It is about an ounce per session, per breast max, but more often only 1/2 an ounce each side.
I do massage, drink lots of water, eat oatmeal, drink MMT, take Fenugreek, and I pump about an hour after he eats.
My problem lately is that he doesn't want to nurse much, and even though I'm pumping I don't seem to yield any more than I did before he started this semi nursing strike. I would have thought I'd be able to pump more from each side since he isn't nursing before I pump.
I vary the settings, and usually get most of the milk on a weaker setting, and then I up the setting to the strongest at the end to stimulate my nipples.
When I had my avent isis I actually was able to pump more using it, than my PIS!

Edited to add...

I am pumping when he would eat, which is every 3 hours or so. I usually pump for 20 minutes, although the milk stops flowing about 5 minutes into the pumping. I occasionally get a second let down, but that only lasts a minute or so. I have never been able to get a third let down.


----------



## meco (Mar 1, 2004)

Julie,

I had both and found them to be comprable (the PIS and my hospital rental). I did about the same with my Avent manual pump as well.

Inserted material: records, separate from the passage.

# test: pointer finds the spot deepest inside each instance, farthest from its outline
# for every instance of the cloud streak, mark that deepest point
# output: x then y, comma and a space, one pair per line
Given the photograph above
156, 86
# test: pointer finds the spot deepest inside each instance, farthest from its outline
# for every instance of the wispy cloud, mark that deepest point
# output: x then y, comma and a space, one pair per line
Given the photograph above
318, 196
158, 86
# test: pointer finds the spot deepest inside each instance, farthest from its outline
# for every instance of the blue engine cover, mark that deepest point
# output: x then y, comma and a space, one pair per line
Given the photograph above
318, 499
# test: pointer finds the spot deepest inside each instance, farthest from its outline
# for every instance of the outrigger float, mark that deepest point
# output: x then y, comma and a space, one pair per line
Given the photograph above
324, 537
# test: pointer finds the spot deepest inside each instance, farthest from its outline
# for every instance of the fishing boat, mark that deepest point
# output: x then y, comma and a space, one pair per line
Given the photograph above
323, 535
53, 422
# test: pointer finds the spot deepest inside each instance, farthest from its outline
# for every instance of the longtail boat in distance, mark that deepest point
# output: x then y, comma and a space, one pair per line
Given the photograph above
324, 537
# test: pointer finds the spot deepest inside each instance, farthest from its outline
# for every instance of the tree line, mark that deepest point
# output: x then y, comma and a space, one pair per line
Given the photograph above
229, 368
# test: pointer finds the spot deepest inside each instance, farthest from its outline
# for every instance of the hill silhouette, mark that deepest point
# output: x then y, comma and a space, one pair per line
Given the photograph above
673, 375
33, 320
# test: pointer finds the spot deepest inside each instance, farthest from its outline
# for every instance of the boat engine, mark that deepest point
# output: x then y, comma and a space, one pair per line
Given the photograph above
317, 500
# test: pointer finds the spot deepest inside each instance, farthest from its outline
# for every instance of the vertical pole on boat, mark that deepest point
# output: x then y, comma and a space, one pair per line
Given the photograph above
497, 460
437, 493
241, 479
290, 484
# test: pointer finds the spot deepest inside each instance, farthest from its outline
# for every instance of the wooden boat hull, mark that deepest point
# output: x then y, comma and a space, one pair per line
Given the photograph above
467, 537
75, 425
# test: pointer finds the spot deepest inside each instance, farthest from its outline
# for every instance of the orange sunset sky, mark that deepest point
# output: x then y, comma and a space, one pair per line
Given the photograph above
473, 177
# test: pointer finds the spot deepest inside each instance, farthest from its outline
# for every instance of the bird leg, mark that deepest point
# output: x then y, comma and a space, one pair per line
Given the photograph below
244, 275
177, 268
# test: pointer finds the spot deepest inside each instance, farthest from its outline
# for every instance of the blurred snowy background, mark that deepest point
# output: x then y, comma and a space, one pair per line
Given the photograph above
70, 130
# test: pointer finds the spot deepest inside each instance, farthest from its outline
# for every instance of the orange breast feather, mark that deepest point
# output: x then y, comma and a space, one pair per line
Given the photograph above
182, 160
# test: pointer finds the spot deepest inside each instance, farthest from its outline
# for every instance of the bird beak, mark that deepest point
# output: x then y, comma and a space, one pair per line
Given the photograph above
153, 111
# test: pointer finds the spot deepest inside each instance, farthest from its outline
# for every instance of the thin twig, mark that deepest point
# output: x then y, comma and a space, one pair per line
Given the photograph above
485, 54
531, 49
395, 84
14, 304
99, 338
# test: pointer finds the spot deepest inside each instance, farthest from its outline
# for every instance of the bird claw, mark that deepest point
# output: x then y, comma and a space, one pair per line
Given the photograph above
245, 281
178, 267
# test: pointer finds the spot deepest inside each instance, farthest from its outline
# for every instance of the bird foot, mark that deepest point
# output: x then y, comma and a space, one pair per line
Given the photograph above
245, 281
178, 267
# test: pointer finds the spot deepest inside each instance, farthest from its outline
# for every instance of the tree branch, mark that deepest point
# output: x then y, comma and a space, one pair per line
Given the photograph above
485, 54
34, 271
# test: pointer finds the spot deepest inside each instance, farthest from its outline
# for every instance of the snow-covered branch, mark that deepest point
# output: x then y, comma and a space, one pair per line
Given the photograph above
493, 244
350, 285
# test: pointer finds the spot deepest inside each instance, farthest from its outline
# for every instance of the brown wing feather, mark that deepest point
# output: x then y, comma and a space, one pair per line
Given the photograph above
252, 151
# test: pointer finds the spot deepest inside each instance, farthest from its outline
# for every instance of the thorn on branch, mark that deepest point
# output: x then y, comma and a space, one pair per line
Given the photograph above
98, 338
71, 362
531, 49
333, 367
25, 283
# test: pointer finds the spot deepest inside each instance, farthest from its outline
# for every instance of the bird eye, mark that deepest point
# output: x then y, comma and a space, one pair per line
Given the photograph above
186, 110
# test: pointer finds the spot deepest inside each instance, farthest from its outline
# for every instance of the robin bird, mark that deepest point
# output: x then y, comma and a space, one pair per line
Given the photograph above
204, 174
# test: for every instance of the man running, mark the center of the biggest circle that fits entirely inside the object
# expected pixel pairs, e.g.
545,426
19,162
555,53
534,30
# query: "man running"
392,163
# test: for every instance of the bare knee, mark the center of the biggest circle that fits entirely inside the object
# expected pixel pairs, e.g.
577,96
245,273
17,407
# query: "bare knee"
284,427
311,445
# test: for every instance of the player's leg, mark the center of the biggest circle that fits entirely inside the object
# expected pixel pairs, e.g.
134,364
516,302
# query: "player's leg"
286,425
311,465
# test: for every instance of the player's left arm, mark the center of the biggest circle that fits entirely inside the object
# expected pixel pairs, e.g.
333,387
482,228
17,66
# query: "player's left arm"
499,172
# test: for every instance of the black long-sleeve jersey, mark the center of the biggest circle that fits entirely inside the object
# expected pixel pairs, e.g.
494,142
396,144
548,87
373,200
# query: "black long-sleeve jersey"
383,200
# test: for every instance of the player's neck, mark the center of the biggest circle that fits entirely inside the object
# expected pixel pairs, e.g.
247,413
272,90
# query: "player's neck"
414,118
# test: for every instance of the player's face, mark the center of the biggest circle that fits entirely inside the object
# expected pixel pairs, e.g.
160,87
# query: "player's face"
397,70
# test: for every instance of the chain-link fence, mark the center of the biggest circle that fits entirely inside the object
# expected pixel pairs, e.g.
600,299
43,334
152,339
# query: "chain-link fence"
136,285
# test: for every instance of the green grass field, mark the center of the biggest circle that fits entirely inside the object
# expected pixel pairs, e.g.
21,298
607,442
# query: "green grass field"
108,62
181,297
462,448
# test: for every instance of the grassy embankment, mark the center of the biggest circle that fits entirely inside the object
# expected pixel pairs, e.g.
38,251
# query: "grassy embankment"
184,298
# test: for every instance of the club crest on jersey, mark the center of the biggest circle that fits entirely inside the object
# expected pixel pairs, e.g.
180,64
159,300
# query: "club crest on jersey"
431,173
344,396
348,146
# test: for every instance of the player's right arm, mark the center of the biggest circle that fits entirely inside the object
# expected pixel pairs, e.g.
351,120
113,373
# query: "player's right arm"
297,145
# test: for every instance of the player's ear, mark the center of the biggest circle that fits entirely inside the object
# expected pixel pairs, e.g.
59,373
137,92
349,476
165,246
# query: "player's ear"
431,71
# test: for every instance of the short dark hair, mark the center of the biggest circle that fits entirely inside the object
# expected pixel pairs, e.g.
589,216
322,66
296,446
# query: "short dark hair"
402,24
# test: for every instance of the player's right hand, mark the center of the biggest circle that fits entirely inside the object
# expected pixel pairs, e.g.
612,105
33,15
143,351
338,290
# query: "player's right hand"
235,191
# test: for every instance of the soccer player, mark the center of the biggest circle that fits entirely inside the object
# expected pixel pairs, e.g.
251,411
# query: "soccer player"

That said, I had a hard time pumping. I never focused on pumping. I tried to work while pumping. I found that if I relaxed, listened to some music and thought about my son, I got more milk.

So perhaps the environment is more stressful? Or another factor?


----------



## orangebird (Jun 30, 2002)

I own a PIS (actually I own two of them but that is another story) and work in a hospital where I have hospital grade pumps at my disposal while I am at work. I did notice that I got a little more milk out when using the pumps at work but I do believe the PIS is a great pump. It worked far better for me than any other electric pump I tried. I think you would just have to rent a hospital grade pump for a month to see if it really makes much difference to you as far as your supply is concerned. If you can find one to try for a pumping session or two that would be a great way to try it but in order to see how it will help your overall supply you would probably, IMO, just need to rent it and try it.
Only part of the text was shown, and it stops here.